As part of its 2010 Final Physician Fee Schedule Rule, Medicare has indicated that it will no longer for services coded as consultations as of January 1, 2010.Cardiologists provide many consultations and this change has caused many questions to appear.On December 15, 2009, CMS released more information on the changes to the consultation codes and how physicians should report services in 2010. To read the CMS MLN matters on this issue, please visit:

Q: Will I be paid for consultations provided to Medicare patients in 2010?
A: Yes, CMS has instructed physicians to report services that are now reported as consultations as office, hospital, or nursing facility visits depending on the setting.

Since cardiologists provide relatively few services in the nursing facility, we’ll focus on office and hospital services, but the rules for hospitals are the same as those for a nursing facility.

Q: Which hospital and office visits should I use?
A: CMS has indicated that physicians should use the initial hospital visit codes (99221-99223) for services that are provided as consultations in the hospital setting and new or established office codes (99201-99205 and 99212-99215) in the office setting.

Q: Aren’t initial hospital visit codes restricted to use by the admitting physician?
A: Currently, these initial hospital visit codes are restricted to use by the admitting physician.

If more than one physician were to submit an initial hospital visit code in the past, then the one that submitted it earlier would be paid and the second would likely be denied. However, this decision would change that rule. Physicians who are serving as consultants may use the initial hospital visit codes.

Q: Is there a crosswalk of the consultation codes to the office and hospital codes?
A: Physicians should select the level of hospital or visit code based on the documentation standards that are described in that section. In some cases, there is a direct correlation among levels of visits and in some cases there is not. For purposes of financial planning, ACC has made some assumptions about how services will be reported, but this will be different for every practice. In the hospital setting, there are five levels of inpatient consultation and three levels of initial hospital visits. The two lowest levels of inpatient consultation, which were rarely reported by cardiologists, have no equivalent in initial hospital visits. However the documentation standards for 99253-99255 and 9221-99223 are equivalent. Documentation standards for the visit codes should guide the coding.

Q: What is the financial impact of this change?
A: CMS estimates that the elimination of consultations will result in a 1 percent decrease in payments to cardiologists, but this number depends on your mix of services.

The decrease is not more significant because CMS took the money that had been paid for consultation services and distributed it to the office and hospital visits that will now be used to report them. This means that the payment for all office and hospital visits will increase as part of this change. For cardiologists who perform a large number of consultations, the financial impact may be very significant.

Q: Should I still report consultation services on patients with private insurance?
A: The ACC is communicating with major private payers to understand their intentions on the use of these services. Until you hear otherwise from your payers, you should continue to use the existing consultation codes for services provided to patients other than those on Medicare. The ACC has not yet heard from a private payer indicating that the company will discontinue acceptance of the consultation codes.

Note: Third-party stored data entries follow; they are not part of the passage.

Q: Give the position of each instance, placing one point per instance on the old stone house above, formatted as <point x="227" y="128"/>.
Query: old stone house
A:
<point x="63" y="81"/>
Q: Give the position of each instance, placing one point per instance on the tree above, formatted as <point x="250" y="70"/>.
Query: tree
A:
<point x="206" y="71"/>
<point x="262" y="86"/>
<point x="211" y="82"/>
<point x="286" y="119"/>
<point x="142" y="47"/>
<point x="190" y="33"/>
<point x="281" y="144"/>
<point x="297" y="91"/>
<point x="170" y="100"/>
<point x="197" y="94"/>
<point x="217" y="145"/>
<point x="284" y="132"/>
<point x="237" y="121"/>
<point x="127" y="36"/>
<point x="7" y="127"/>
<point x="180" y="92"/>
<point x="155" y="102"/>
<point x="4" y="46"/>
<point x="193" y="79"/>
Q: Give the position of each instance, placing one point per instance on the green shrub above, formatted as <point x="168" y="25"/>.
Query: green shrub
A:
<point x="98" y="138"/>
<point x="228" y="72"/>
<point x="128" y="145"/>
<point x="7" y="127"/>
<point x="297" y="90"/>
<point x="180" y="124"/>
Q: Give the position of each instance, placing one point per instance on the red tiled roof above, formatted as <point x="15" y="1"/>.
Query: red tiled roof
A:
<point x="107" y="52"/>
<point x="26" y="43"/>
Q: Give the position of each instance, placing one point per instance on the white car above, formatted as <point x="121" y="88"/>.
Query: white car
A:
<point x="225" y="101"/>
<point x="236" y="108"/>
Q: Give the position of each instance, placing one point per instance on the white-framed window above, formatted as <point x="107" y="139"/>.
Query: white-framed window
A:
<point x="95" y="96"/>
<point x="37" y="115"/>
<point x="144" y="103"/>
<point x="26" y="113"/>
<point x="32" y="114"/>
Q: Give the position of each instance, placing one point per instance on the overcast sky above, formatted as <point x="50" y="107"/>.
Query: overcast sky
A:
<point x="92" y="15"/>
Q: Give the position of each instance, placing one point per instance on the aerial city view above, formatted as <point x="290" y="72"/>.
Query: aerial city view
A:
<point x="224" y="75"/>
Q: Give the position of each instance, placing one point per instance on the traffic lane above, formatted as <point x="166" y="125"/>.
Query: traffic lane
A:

Q: How will Medicare know what physician admitted a patient?
A: Medicare has indicated that the admitting physician will be required to report a modifier in addition to the initial hospital visit on his or her claim. The required modifier will be AI. Only the physician who admits the patient should use this modifier on his or her claim for an initial hospital or nursing facility visit.

Q: If I admit the patient, do I continue to report the AI modifier on subsequent hospital care codes?
A: No, the AI modifier is only required to be reported once by the admitting physician and should be appended to the initial hospital or nursing facility visit only.

Q: I now provide consultations for established patients to review cardiovascular contraindications for surgical procedures. How will I report these services for Medicare patients in 2010?

A: For consultation services reported to established patients, physicians will have no choice but to report the established patient office visit codes, which are paid at a considerably lower level than consultations.

Q: How should I report a service provided to a patient in the emergency room?
A: Services provided to a patient in the emergency room would have been reported with outpatient consultation codes. While emergency department visits are most commonly reported by emergency physicians, they are not restricted by specialty. Physicians provided services in an emergency room should code those services as emergency department visits (CPT codes 99281-99285).

Q: How do I report a service provided to a patient in an observation setting?
A: For a patient in observation setting, a consultation should be reported as an initial or established outpatient visit (99201-99215) if another physician has reported the observation codes.

Q: What is ACC’s position on the elimination of consultations?
A: The ACC strongly opposes the CMS decision to eliminate the recognition of consultations. As ACC stated in its comments on the proposal when it was released, we believe that a consultation is a distinct service from an office or hospital visit which requires different skills and has a different typical patient. The ACC also has concerns about the administrative problems that could be caused by requiring different codes for different payers as well as other administrative issues. However, the ACC is committed to making sure that members understand the issue and are in the best position to avoid denials of payment and be recognized for their work.